The feature-level represents the initial stage of process planning, where geometric data such as CAD models, B-Rep structures, or point clouds are interpreted from a manufacturing perspective to obtain meaningful information. Since subsequent tasks, including process planning, tool selection, and assembly structure derivation, directly rely on the information extracted at this stage, the accuracy and consistency of the feature-level serve as fundamental factors that determine the overall quality of the CAPP pipeline. Among its detailed tasks, feature recognition is a representative one, referring to the automatic identification of manufacturing features such as holes, pockets, slots, ribs, and chamfers from CAD geometry [88,87,88,89,90,91,92,93]. This process is not a simple geometric classification but a critical function that extracts semantic units required for assessing manufacturability, thereby linking CAD geometry with manufacturing knowledge. The feature-level also includes another independent task, manufacturing process identification, which interprets the identified features in a manufacturing context. Manufacturing process identification determines which manufacturing process can be applied to each recognized feature and requires a higher degree of manufacturing knowledge integration than feature recognition [94, 95].

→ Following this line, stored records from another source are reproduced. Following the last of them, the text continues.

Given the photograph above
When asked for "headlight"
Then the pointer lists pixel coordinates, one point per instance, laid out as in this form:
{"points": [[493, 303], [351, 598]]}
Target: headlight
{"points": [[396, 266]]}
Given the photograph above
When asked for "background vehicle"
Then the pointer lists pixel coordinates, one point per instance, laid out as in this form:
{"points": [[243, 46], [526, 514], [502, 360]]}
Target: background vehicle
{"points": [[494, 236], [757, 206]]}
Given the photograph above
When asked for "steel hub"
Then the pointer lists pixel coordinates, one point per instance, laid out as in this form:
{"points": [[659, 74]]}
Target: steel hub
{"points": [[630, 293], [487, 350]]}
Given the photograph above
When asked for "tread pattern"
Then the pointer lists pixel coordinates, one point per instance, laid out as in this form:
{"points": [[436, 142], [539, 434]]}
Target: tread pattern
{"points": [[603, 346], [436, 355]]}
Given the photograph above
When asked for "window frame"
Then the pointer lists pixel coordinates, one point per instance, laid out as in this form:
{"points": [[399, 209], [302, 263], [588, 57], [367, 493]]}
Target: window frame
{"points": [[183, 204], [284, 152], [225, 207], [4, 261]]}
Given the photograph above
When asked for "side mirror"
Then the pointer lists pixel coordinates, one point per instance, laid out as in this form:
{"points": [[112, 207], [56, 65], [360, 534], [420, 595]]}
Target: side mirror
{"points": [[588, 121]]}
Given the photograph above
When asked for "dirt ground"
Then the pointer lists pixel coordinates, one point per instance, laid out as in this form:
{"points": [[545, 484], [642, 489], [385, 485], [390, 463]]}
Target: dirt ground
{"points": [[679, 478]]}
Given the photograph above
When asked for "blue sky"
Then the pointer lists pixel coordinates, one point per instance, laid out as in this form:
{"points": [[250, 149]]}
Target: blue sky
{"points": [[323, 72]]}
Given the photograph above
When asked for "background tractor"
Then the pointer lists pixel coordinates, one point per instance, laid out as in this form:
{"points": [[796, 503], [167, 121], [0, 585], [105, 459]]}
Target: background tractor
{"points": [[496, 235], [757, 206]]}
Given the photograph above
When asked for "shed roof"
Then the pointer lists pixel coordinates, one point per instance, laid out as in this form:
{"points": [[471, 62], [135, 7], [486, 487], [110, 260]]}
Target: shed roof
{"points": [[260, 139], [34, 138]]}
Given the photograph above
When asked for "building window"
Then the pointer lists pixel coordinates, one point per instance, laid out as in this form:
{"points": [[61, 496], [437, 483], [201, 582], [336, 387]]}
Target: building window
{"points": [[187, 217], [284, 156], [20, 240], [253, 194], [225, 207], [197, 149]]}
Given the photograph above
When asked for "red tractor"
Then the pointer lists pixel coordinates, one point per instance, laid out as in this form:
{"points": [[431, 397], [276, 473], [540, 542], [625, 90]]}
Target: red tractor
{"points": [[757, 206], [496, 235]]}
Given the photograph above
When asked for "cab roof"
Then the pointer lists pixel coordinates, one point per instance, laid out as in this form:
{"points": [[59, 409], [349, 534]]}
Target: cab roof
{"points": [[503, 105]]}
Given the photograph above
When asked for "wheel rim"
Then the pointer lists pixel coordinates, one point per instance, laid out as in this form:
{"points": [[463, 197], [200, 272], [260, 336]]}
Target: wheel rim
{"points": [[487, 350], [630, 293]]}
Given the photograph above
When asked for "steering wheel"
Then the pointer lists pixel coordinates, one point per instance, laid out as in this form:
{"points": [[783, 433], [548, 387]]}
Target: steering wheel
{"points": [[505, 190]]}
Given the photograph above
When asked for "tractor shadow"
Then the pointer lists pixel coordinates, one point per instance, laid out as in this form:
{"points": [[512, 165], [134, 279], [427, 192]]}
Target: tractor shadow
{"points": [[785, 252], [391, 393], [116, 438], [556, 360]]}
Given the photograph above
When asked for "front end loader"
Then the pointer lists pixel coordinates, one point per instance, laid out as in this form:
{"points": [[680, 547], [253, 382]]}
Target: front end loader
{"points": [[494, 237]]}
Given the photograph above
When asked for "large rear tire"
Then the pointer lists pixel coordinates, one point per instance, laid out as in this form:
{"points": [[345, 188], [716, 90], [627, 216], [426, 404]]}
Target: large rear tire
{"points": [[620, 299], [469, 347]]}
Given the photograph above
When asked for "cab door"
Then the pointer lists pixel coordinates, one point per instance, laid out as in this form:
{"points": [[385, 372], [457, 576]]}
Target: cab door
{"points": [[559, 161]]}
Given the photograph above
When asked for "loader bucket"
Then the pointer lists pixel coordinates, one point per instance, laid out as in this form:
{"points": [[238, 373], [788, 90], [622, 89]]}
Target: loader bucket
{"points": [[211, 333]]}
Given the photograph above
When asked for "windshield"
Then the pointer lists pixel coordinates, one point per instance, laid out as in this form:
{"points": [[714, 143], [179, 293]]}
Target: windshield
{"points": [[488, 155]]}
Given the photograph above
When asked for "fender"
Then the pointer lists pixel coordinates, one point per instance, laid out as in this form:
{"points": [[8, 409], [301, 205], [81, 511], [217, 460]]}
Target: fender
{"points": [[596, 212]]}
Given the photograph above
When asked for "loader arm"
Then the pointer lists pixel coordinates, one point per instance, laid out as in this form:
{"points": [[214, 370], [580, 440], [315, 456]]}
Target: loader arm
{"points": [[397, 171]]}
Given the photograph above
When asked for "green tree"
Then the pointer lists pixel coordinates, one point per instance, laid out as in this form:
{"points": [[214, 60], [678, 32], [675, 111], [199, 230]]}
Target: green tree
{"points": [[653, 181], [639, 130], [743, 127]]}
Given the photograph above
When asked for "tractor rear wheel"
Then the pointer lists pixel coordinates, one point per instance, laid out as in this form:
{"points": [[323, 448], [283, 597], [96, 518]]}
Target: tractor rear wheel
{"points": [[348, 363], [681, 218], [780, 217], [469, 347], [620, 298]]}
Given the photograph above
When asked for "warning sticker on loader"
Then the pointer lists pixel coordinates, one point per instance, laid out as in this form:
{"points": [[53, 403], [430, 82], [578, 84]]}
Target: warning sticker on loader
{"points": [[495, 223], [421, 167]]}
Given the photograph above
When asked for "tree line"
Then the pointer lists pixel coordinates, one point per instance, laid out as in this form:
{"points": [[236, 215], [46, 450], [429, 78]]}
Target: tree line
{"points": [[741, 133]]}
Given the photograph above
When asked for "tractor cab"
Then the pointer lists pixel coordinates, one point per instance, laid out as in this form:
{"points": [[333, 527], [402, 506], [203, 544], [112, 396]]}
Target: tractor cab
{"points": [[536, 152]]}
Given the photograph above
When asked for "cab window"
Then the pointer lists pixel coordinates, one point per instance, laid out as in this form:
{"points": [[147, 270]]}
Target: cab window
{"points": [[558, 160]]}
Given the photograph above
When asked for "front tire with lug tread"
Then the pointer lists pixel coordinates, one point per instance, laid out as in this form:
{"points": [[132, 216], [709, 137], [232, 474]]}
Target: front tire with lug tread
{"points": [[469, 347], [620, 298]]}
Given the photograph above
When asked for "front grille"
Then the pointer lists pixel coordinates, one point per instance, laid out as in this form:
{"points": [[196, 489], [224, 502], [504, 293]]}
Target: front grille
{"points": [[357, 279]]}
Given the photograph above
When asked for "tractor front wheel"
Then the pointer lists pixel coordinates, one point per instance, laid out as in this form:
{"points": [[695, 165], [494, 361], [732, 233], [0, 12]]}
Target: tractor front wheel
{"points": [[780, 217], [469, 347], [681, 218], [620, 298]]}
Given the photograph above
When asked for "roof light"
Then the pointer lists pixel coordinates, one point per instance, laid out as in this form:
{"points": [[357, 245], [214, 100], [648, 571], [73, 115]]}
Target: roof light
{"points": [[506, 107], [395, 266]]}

The operation-level defines the actual manufacturing tasks based on the information obtained from the feature-level and represents the stage in which the greatest variety of decision-making activities occurs within the process planning framework. At this level, working steps are explicitly formulated, and the manner in which each task will be executed, the resources required, and the conditions under which the task will be operated are determined in detail. Under this objective, the operation-level comprises several tasks with distinct functional roles, including machining process planning, tool and resource selection, and process parameter optimization. Machining process planning determines how and in what sequence the recognized features will be machined, encompassing a range of subproblems such as process selection, sequence generation, setup planning (fixture orientation and clamping strategy), and candidate path generation [98,97,98,99,100,101,102,103]. Subsequently, tool and resource selection addresses the choice of tools, machines, fixtures, and measurement devices required to execute the machining operations, playing an essential role in ensuring both feasibility and efficiency [100, 105,104,105]. Finally, process parameter optimization improves machining performance by optimizing cutting conditions such as speed, feed, and depth of cut, along with cooling parameters, machining time, and quality indicators [108,107,108].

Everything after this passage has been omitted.